Opinion

Unconscious bias and short-termism are costing our industry’s recruitment process

PHD's Stephanie Douglas-Neal argues that media agencies are being let down by unconscious bias and short-term thinking when it comes to hiring the next wave of talent.

A vast body of research demonstrates that all hiring processes are biased and unfair. Unconscious ageism, sexism, and racism all play a role in whom we hire.

Given the core of our business is understanding people and audiences, and how to better engage with them, a representative workforce is key. Therefore, we need to take practical steps as an industry to ensure we address barriers within our recruitment processes if we want to create the optimal talent pool within our organisations.

Only by removing gender, age, cultural and cognitive diversity discrimination, can we ensure quality output as an agency.

The expert view

A recent Harvard Business School report demonstrates that unconscious biases have a negative effect on our judgment, causing us to make sub-optimal decisions favouring one group of people over others. If these biases are left unchecked in the recruitment process, they can shape a company or even industry norms.

The local industry implications

Recently catching up with an external recruiter, I was shocked to discover that while half of all applicants for media roles are from South-East Asia, an overwhelming majority of hiring managers cite a “lack of sophistication in their marketplace” or a “need for local market experience” as reasons to not even interview these candidates.

This occurs even though all applicants had already been pre-screened by recruiters.

I understand that in a lean workforce, we all want someone to hit the ground running, but the Australian marketing landscape isn’t that complicated or sophisticated in truth. The implications of this practice, along with the others that arise from unconscious biases, include:

Unfilled roles

  • Resultant turnover – the frequency with which I hear ‘I haven’t had a manager for six months’ as the reason for people looking for work is very concerning
  • Cost of churn
  • Lack of diversity

So, what are the steps you can take as a hiring manager to reduce these unconscious biases? Where do you start? If you’re an HR manager or recruiter, how do you influence this within your organisation?

Be open to your own unconscious bias

Everyone has some, be open to and conscious of yours, in order to make efforts to overcome them.

‘Blindfold’ resume review

Provide hiring managers with resumes stripped of demographic information, focus on only the candidate’s specific qualifications and skills, and facilitate a scenario where they can make judgment calls without their unconscious biases coming into play.

Test their skill level

Give a quick-work sample test that is relevant to the daily tasks the candidate will be expected to undertake. Those candidates who pass, get an interview.

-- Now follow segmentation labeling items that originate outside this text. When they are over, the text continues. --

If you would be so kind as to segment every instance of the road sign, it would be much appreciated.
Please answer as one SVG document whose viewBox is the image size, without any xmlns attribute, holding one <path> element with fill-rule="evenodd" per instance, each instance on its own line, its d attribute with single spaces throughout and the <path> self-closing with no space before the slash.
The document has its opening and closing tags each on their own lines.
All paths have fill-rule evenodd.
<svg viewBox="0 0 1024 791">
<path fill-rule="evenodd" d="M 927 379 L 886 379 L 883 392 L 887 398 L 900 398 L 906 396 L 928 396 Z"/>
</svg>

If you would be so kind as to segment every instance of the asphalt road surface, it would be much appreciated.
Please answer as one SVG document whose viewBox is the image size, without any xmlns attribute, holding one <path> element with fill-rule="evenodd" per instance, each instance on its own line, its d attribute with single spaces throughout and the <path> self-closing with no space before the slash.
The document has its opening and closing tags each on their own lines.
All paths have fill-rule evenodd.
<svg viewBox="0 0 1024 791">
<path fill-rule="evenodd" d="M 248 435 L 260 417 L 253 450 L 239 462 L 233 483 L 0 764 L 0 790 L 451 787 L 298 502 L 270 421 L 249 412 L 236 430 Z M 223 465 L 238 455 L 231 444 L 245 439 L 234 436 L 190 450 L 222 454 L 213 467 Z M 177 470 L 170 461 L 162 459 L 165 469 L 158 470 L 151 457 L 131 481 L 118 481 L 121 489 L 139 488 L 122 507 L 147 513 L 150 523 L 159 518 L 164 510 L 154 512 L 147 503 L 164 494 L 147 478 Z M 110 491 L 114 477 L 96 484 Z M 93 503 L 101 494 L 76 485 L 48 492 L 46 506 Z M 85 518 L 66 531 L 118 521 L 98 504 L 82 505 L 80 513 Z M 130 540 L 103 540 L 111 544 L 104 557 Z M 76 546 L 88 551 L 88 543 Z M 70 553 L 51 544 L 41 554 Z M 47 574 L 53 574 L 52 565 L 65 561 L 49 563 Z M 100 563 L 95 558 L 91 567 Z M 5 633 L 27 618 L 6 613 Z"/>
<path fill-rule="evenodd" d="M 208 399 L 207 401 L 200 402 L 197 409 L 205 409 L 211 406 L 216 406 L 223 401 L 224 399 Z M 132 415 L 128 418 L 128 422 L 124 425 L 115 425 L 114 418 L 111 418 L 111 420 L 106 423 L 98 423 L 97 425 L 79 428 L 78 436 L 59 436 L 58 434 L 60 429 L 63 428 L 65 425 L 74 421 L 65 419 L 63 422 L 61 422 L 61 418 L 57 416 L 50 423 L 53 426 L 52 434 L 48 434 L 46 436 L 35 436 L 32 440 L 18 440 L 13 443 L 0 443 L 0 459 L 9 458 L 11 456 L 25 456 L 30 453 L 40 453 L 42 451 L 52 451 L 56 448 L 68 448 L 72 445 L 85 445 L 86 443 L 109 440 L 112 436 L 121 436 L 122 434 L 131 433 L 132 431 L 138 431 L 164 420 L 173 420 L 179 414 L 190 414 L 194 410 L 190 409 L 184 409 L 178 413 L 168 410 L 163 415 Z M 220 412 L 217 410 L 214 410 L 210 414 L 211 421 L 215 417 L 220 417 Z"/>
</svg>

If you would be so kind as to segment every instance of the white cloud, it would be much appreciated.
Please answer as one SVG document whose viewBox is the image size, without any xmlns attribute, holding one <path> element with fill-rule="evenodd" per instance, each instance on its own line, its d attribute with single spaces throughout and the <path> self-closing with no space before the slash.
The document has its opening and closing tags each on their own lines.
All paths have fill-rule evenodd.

Better structure and standardise interviews

Unstructured interviews – those without consistent and defined questions, whereby a candidate’s suitability is supposed to somehow reveal itself through the conversation – are unreliable at predicting candidate success.

A more standardised approach focuses the conversation on the factors that have a direct impact on job performance. This also allows for the development of a scorecard that ranks candidates on a pre-determined scale. Not only does this help to provide candidates with more specific feedback, but it helps your hiring managers in the process.

Train your hiring managers

The average age in our industry (for media agencies) is 28. We cannot expect junior managers to just jump into a room and wing it successfully.

Train your hiring managers on your recruitment process. Too often the HR function is a facilitator of the process, rather than leading and ensuring quality control and consistency. In an industry where good talent is hard to find, having good candidates with the desired experience is crucial for the business.

Likeability isn’t enough justification for candidate selection

We are a people-based industry and likeability (both internally, with colleagues, and externally, with clients and partners) is important. There is no reason that this can’t be built into your scorecard as one of the skills/criteria we rate candidates on. It cannot become a non-specific, catch-all however.

Hopefully, by keeping some of these simple recruitment steps in mind, hiring managers and businesses can better understand and take control of their own unconscious biases. This will ultimately allow them to source a richer, more consumer-representative workforce necessary to deliver clients solutions that better engage their consumers.

Stephanie Douglas-Neal is executive director and head of HR at PHD.